Figure 4. Inhibitors emerge in the metabolic neighbourhood of enzymes and are often the essential and most central metabolites.

(a) Human metabolites grouped according to the HMDB superclass upon pairwise compound structural comparisons by fingerprint similarity (fpSim). (b) Inhibitors neighbour other inhibitors of the same HMDB group in the inhibition network. (c) Metabolites of the same metabolic pathway as the enzyme’s substrates possess significant structural similarity, rendering them the most likely inhibitors. (d) Fifteen top most inhibiting pathways in the inhibitor network. (e) Fifteen top most inhibited pathways (full list in Supplementary Data 1). (f) The number of inhibitory interactions and number of metabolic reactions per metabolite correlate across the metabolic network. (g) Metabolites participating in an essential biochemical reaction significantly inhibit more enzymes. (h) Vice versa, essentiality increases with degree of inhibition, and all of the most frequent inhibitors are essential metabolites. (i) The same is not the case for enzymes; essential and nonessential enyzmes are similarly frequently inhibited; (j), and enzyme essentiality remained constant with the increase in degree of inhibition. (k) Metabolites that function in multiple organelles (that is: C_n: metabolite participates in enzymatic reactions in n compartments) inhibit more reactions. P values were calculated using Welch two sample t-test (b,c,g,i) or Pearson’s product–moment correlation (f).

Figure 5. Compartmentalization considerably reduces metabolic self-inhibition.

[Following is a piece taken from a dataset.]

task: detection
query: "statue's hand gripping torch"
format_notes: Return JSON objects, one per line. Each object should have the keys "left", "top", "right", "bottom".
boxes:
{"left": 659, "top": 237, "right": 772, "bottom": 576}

(a) Computational simulation by randomly placing inhibitors and enzymes in random compartments, maintaining a metabolic network organization. red line: bs spline fitting; grey line: seven organellar compartments as in the humans. (b) Human network: compartmentalization globally reduces inhibitor–enzyme interactions. (c,d) Compartmentalization protects organellar metabolic reactions from enzyme inhibition (in c expressed as the number of inhibitors, in d as the number of inhibitory interactions). (e) Compartmentalization is more effective in preventing allosteric inhibition, as on preventing competitive inhibition. (f) Compartment–compartment specific inhibition network in which nodes represent the seven subcellular compartments. Edges are drawn if the number of inhibitor compounds between a pair of compartments is significantly enriched (P value<0.05). FDR values are highlighted over edges. Metabolic self-inhibition is enriched in the cytoplasm as expected (Figs 1), but not within the organelles. Instead, organellar metabolites would significantly enrich inhibition if localized to other organelles (P value<0.05).